Ginger is recommended for nausea, both during pregnancy and from "seasickness". Ginger will save pregnant women from all sorts of respiratory diseases, saturate with vitamins.

However, in the last stages of pregnancy, you should exclude pickled ginger from your diet. It strengthens lactation and can cause premature birth. If you are already "unbearable", you can have dinner in a Japanese restaurant and tomorrow you will succeed.

Storage

If you managed to cook ginger yourself, or if you bought it in specialized stores, you might have a question about storing pickled ginger.

Marinated ginger can easily be stored for several months in your refrigerator, but you need sealed packaging.

You can use pickled ginger not only to sushi, but also to meat dishes, and also making from it the highlight of the festive table.
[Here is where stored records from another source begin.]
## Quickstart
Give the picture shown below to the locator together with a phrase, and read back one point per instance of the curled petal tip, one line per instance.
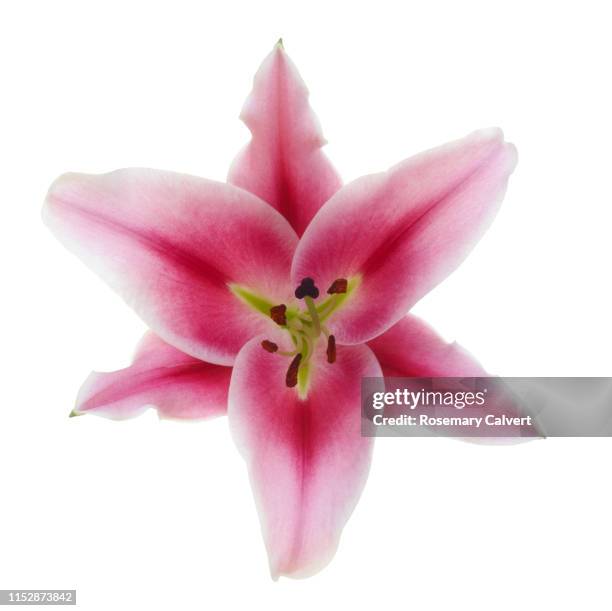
(489, 133)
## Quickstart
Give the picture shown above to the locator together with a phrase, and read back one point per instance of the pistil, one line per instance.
(305, 328)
Why prepare marinated ginger at home?

The reason for the mass interest in the preparation of pickled ginger with their own hands is only the fact that in industrial production, alas, they use not the best quality products . And in fact it is necessary not only the root itself, but also rice vinegar, sugar, soy sauce. If you bought a pickled ginger of Japanese origin, then do not worry - for the Japanese this is a matter of honor, so they can not make ginger unqualified. However, one way or another, for preserving in pickled ginger will be present preservatives that will not do you any good.

But if it comes to that, it's safer to grow ginger at home on the windowsill and make the best of it. If this does not bother you, then you will certainly get a lot of pleasures from the process.